Le silence le plus absolu continua à régner du côté de sa voisine de lit.

Georges, vexé, jeta un regard circulaire autour de la chambre et ne reconnut pas la couleur des rideaux de celle dans laquelle on l’avait installé la veille.

Rapidement il saisit la couverture et découvrit une ravissante tête de femme dont la vue le stupéfia :

— Julia !

— Georges !

— Ah ! mon Dieu ! murmura la femme.

— Sacrebleu ! articula Georges, nous venons de faire une sottise, une grosse même.

— Georges, je ne savais pas, dit tout bas Julia.

— J’en suis bien convaincu, ma chère enfant. Sacredié, sacredié, je me suis trompé de chambre. Mais vous m’avez donc pris pour le vicomte ?

— Je boudais parce qu’il rentrait trop tard.

— Ce pauvre Saski ! Nous venons bien sans préméditation de lui appliquer le proverbe : « Qui quitte sa place la perd. »

— Oh ! non, s’écria Julia, il n’a rien perdu, je l’aime et je donnerais dix ans de ma vie pour que ce qui vient d’arriver n’ait pas eu lieu.

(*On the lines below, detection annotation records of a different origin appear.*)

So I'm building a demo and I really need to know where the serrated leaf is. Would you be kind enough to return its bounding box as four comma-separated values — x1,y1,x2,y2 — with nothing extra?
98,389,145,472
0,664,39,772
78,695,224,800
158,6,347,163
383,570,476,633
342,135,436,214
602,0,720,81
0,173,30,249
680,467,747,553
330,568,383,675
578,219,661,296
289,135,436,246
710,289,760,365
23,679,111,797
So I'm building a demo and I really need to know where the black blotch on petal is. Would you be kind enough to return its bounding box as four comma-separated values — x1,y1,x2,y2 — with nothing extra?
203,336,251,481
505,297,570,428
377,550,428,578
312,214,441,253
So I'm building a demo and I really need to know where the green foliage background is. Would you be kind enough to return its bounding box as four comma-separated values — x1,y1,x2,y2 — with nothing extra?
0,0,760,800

— Je suis moins désolé que vous, ma belle petite sœur, vous êtes charmante et…

— Et Florentine ? dit sévèrement Julia.

— Elle n’en saura rien, ni le vicomte non plus, car je suppose que vous partagerez ma manière de voir sur l’opportunité d’une discrétion absolue.

— Assurément.

— Drôle de hasard. Alors vous êtes ici depuis quelques jours ?

— Oui, nous nous sommes arrêtés à Saint-Jean-de-Luz pour nous reposer ; et vous, qu’y venez-vous faire tout seul ?

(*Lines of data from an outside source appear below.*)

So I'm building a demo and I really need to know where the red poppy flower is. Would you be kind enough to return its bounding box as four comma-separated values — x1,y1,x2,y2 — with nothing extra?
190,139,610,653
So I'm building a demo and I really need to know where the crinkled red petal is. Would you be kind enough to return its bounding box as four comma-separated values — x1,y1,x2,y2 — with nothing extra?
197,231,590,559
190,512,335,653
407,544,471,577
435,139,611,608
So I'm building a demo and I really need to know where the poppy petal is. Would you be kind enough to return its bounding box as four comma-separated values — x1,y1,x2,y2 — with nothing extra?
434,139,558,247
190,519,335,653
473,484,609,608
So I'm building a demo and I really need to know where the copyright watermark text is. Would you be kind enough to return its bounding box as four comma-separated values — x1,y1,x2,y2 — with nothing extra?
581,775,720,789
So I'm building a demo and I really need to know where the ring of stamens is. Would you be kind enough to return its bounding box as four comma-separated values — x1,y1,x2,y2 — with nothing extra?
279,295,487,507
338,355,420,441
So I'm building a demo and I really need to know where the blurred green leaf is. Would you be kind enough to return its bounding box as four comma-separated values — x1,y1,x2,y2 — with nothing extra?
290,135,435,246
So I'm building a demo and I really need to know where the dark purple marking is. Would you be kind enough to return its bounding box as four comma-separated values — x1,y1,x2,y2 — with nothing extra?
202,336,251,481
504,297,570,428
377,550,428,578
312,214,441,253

— J’y suis venu voir un ami et je dois dans quelques jours regagner Biarritz, où Florentine me rejoindra. Mais, toute belle enfant, causer ici n’est pas chose prudente. Si votre vicomte rentre et me trouve aussi légèrement vêtu que vous, dans votre chambre, à cette heure indue, il pourra mal prendre la chose et ne pas croire qu’une simple erreur de porte, que j’ai commise, nous a réunis ; je me sauve.

Georges se vêtit à la hâte, déposa un fraternel baiser sur le front de Julia et regagna son appartement.

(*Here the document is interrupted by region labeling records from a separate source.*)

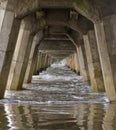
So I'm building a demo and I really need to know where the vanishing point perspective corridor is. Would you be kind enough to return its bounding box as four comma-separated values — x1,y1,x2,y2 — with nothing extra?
0,0,116,130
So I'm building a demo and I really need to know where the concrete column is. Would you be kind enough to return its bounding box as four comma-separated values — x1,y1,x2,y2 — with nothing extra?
27,45,38,83
77,44,89,81
74,53,80,73
0,1,20,98
103,103,116,130
24,31,42,83
7,18,33,90
94,15,116,101
83,30,105,92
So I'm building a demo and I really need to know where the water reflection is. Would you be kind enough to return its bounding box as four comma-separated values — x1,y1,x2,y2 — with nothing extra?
0,62,116,130
0,103,116,130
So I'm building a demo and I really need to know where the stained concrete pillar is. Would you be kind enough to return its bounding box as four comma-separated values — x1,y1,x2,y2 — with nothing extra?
77,44,89,81
83,30,105,92
94,15,116,101
24,31,43,83
74,53,80,73
103,103,116,130
0,1,20,98
27,45,38,83
7,17,33,90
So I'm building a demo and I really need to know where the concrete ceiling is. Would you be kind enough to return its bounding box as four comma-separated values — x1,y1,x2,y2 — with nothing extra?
6,0,116,58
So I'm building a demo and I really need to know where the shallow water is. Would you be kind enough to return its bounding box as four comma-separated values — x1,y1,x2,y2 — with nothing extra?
0,63,116,130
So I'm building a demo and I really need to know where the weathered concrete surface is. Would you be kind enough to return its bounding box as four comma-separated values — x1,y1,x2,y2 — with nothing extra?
24,31,43,83
0,1,20,98
77,44,90,81
95,15,116,101
83,30,105,92
7,18,33,90
0,0,116,101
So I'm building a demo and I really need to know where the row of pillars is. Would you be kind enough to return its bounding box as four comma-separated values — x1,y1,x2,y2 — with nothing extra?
67,15,116,101
0,2,49,98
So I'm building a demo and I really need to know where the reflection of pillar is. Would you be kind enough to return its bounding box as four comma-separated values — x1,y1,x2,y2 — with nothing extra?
7,18,33,90
5,105,25,130
77,45,89,81
73,104,89,130
87,104,104,130
0,1,20,98
83,30,104,92
23,106,33,126
103,103,116,130
94,15,116,101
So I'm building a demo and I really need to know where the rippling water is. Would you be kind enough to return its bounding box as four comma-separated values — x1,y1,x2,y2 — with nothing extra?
0,63,116,130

Il était temps. À peine la jeune femme avait-elle eu le loisir de faire disparaître les traces accusatrices de son involontaire forfait que Gaston entra.

Tout naturellement, pour dissimuler son trouble, la vicomtesse lui fit une scène sur l’heure indue à laquelle il regagnait ses pénates ; on se querella, puis on se réconcilia, ce qui prit un certain temps.

Les murs des chambres d’hôtel sont très sonores ; il fut impossible à Georges de fermer les yeux, ce qui l’obligea à réfléchir. Sans doute, dame Sagesse se mit à son chevet, car le lendemain, par le premier train en partance, il regagnait Biarritz et expédiait à Florentine la dépêche qui lui fit aussi précipitamment quitter Saint-Gildas.

Qu’on nie donc encore la puissance de la destinée !

Si la fatalité n’avait pas voulu que Georges fit une excursion à Saint-Jean-de-Luz, qu’il s’y trompât de porte, il n’eût pas tant précipité le départ de sa femme, Gaétan ne l’eût pas accompagnée et la branche aînée des Vaudrez se fût éteinte faute de descendants.